Você pode acessar essa conta.

O conteúdo do exemplo 21 revela que o locutor responsável pelo enunciado oferece uma permissão para que o enunciado aconteça. O que está expresso no enunciado não constitui garantia para que a proposição ocorra, ficando a cargo do interlocutor a possibilidade de acessar ou não a conta. Notamos que o falante não expressa uma ordem, nem uma obrigação, mas sim uma permissão para o acesso da conta. Ressalvamos que a modalidade é evidenciada através do verbo poder que indica uma permissão para o interlocutor. Esse consentimento que é ofertado pelo falante atribui direito ou poder ao interlocutor de escolher o que fazer. O

cumprimento ou não da sugestão fica por conta do interlocutor, sendo-lhe facultativa a opção. Não fica impresso no enunciado nem a obrigatoriedade nem a proibição, e sim uma possibilidade que pode ou não ser acatada pelo interlocutor.

A modalização deôntica volitiva acontece quando a modalização discursiva pode promulgar tanto o desejo quanto a vontade do locutor de que o interlocutor realize algo. Para Nascimento e Silva (2012, p. 16), “além de deixar materializada, no enunciado, a vontade do falante, a modalização deôntica volitiva pode funcionar como uma estratégia argumentativo- pragmática através da qual um locutor pode pedir ou solicitar a seu interlocutor que realize algo que deseja”.
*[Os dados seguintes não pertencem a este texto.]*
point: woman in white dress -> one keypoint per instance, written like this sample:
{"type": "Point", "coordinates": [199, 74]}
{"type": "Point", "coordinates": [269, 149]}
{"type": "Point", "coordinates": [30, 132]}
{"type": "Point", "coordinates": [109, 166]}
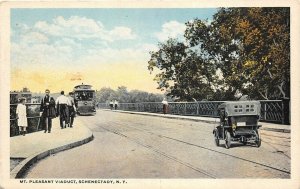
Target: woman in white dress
{"type": "Point", "coordinates": [22, 116]}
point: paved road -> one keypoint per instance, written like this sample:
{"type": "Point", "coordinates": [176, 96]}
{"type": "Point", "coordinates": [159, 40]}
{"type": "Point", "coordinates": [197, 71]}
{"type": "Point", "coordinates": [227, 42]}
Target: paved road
{"type": "Point", "coordinates": [136, 146]}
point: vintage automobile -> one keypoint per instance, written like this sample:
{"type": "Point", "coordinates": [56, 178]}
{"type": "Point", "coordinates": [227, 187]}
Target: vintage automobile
{"type": "Point", "coordinates": [238, 122]}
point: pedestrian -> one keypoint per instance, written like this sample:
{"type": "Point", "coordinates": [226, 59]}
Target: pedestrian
{"type": "Point", "coordinates": [116, 104]}
{"type": "Point", "coordinates": [62, 103]}
{"type": "Point", "coordinates": [22, 117]}
{"type": "Point", "coordinates": [47, 111]}
{"type": "Point", "coordinates": [165, 106]}
{"type": "Point", "coordinates": [111, 104]}
{"type": "Point", "coordinates": [72, 109]}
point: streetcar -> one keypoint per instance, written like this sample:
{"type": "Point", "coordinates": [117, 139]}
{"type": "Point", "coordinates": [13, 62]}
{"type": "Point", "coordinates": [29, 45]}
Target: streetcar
{"type": "Point", "coordinates": [238, 122]}
{"type": "Point", "coordinates": [84, 97]}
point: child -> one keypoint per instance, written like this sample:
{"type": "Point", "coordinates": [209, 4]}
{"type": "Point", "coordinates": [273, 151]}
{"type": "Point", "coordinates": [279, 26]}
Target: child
{"type": "Point", "coordinates": [21, 115]}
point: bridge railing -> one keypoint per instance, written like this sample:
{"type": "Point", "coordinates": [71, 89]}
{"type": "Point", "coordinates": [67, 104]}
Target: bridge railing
{"type": "Point", "coordinates": [271, 110]}
{"type": "Point", "coordinates": [33, 118]}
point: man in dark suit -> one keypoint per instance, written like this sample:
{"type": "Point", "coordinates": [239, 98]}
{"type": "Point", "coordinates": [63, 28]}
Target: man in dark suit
{"type": "Point", "coordinates": [47, 110]}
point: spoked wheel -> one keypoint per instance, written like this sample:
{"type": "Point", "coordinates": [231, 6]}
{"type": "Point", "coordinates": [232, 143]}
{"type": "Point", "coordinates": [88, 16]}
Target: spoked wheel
{"type": "Point", "coordinates": [217, 140]}
{"type": "Point", "coordinates": [227, 140]}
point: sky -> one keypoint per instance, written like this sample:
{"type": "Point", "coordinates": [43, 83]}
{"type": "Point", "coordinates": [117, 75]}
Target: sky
{"type": "Point", "coordinates": [60, 48]}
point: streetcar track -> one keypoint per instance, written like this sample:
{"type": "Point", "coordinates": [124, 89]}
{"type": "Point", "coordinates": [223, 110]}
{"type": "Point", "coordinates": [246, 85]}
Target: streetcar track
{"type": "Point", "coordinates": [161, 153]}
{"type": "Point", "coordinates": [276, 136]}
{"type": "Point", "coordinates": [209, 149]}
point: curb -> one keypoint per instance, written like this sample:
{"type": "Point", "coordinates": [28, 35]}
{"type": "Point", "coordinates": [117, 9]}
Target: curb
{"type": "Point", "coordinates": [191, 119]}
{"type": "Point", "coordinates": [22, 167]}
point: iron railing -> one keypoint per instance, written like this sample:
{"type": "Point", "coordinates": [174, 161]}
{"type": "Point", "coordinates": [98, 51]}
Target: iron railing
{"type": "Point", "coordinates": [271, 110]}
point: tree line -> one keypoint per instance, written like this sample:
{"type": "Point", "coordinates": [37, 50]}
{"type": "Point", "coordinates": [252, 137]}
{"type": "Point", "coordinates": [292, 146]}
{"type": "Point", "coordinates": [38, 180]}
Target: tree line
{"type": "Point", "coordinates": [122, 95]}
{"type": "Point", "coordinates": [242, 51]}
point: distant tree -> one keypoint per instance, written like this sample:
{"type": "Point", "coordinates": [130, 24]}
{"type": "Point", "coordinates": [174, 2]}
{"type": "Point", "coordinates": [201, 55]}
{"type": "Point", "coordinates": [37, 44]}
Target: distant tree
{"type": "Point", "coordinates": [105, 95]}
{"type": "Point", "coordinates": [242, 51]}
{"type": "Point", "coordinates": [186, 74]}
{"type": "Point", "coordinates": [251, 47]}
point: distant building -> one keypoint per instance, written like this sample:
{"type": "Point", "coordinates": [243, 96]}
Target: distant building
{"type": "Point", "coordinates": [16, 95]}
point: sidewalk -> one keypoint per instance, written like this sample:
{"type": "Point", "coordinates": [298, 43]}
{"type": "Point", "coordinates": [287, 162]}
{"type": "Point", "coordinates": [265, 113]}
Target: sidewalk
{"type": "Point", "coordinates": [35, 146]}
{"type": "Point", "coordinates": [265, 126]}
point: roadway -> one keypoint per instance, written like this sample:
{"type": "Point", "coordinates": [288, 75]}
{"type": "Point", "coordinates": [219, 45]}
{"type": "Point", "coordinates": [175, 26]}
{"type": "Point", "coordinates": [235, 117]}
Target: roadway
{"type": "Point", "coordinates": [137, 146]}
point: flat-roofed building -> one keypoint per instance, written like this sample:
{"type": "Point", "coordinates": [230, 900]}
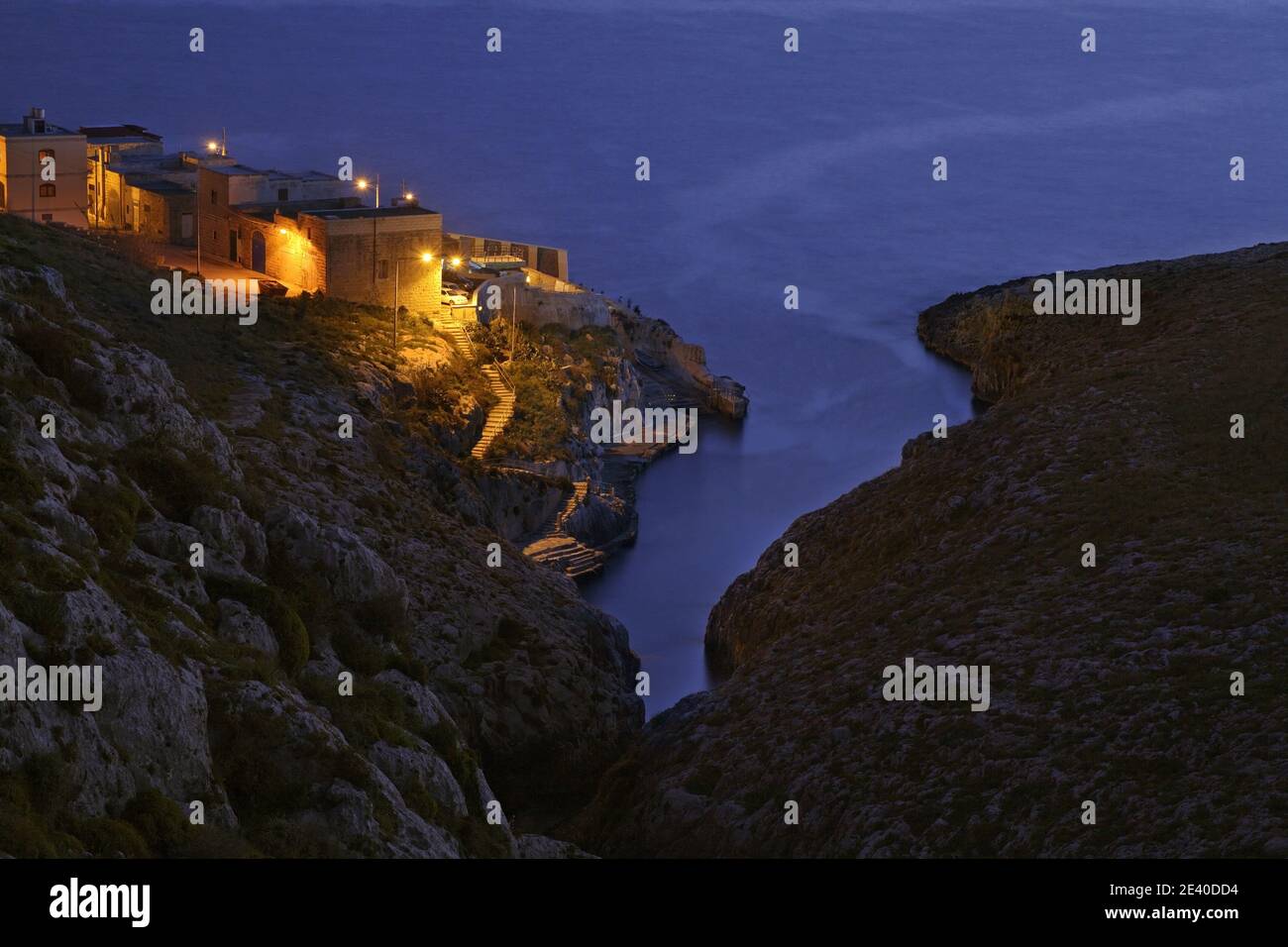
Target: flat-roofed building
{"type": "Point", "coordinates": [107, 146]}
{"type": "Point", "coordinates": [507, 254]}
{"type": "Point", "coordinates": [43, 170]}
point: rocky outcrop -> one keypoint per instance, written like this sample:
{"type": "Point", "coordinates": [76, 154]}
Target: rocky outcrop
{"type": "Point", "coordinates": [297, 629]}
{"type": "Point", "coordinates": [1109, 684]}
{"type": "Point", "coordinates": [683, 365]}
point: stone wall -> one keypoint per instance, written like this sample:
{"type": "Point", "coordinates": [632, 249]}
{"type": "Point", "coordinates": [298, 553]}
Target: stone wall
{"type": "Point", "coordinates": [355, 273]}
{"type": "Point", "coordinates": [540, 307]}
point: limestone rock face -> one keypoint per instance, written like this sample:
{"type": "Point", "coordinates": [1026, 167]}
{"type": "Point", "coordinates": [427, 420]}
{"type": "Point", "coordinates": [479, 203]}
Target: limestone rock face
{"type": "Point", "coordinates": [1108, 684]}
{"type": "Point", "coordinates": [336, 554]}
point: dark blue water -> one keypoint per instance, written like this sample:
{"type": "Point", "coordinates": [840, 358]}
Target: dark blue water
{"type": "Point", "coordinates": [767, 169]}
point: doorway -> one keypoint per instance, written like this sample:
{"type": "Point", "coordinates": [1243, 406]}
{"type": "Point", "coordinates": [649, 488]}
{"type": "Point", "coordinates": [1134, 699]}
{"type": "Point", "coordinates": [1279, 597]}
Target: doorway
{"type": "Point", "coordinates": [257, 252]}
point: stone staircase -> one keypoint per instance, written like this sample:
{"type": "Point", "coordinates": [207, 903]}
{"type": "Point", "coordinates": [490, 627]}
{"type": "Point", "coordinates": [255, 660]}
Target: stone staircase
{"type": "Point", "coordinates": [459, 337]}
{"type": "Point", "coordinates": [559, 551]}
{"type": "Point", "coordinates": [500, 414]}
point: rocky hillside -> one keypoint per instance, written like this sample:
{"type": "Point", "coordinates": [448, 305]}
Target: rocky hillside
{"type": "Point", "coordinates": [1108, 684]}
{"type": "Point", "coordinates": [323, 556]}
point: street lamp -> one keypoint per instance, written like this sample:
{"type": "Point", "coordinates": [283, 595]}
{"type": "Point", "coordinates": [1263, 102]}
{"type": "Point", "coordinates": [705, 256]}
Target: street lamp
{"type": "Point", "coordinates": [362, 185]}
{"type": "Point", "coordinates": [424, 258]}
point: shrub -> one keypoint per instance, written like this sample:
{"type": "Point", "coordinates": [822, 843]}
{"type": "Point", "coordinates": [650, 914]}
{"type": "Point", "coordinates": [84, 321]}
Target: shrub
{"type": "Point", "coordinates": [175, 484]}
{"type": "Point", "coordinates": [274, 608]}
{"type": "Point", "coordinates": [111, 510]}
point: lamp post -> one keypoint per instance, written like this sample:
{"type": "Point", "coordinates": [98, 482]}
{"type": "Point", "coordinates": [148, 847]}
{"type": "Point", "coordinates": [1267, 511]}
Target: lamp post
{"type": "Point", "coordinates": [398, 262]}
{"type": "Point", "coordinates": [362, 185]}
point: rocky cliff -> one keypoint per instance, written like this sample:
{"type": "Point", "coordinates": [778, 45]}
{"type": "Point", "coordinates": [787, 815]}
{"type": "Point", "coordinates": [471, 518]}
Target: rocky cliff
{"type": "Point", "coordinates": [1111, 684]}
{"type": "Point", "coordinates": [181, 506]}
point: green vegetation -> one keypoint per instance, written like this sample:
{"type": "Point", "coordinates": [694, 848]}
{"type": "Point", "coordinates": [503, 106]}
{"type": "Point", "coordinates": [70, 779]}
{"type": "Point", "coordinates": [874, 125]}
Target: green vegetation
{"type": "Point", "coordinates": [277, 611]}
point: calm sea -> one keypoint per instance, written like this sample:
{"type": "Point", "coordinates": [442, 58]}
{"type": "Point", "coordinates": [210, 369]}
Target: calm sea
{"type": "Point", "coordinates": [768, 169]}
Em pesquisa realizada acerca da argumentatividade presente nos requerimentos, Lima (2014) constatou que a modalização volitiva é um fenômeno comum a todos os requerimentos investigados. O autor acredita que “ [...] pelo fato de o requerimento ser utilizado para fazer uma solicitação, os aspectos volitivos ocorrerão naturalmente, visto que a solicitação e o desejo de ser atendido estão interligados” (LIMA, 2014, p. 13).

Exemplo 22:

Eu gostaria que Ana fizesse a apresentação dos relatórios.

No exemplo 22, ao empregar o uso da expressão eu gostaria que, modalizador deôntico volitivo, o locutor responsável pelo enunciado apresenta o conteúdo “Ana fizesse a apresentação dos relatórios” como uma vontade ou desejo. Essa modalização, por apresentar o conteúdo do enunciado como um propósito do falante que anuncia uma deliberação, pode atenuar o discurso, de maneira que “[...] pode funcionar como uma estratégia argumentativa bastante eficaz, já que preserva tanto a face do locutor como a do interlocutor [...]”.

Em face ao exposto, foi possível notar que a modalização deôntica exerce um vasto leque de efeitos de sentido, os quais são materializados nos enunciados e imprimem orientações argumentativas, no sentido de indicar como o locutor deseja que o seu interlocutor compreenda o discurso. Nesse sentido, constituem estratégias semântico-argumentativas e pragmáticas, como afirma Nascimento (2010), ofertando possibilidades aos estudiosos da linguagem de compreender, analisar e observar como os discursos estão repletos de efeitos de sentido, de expressões de subjetividade.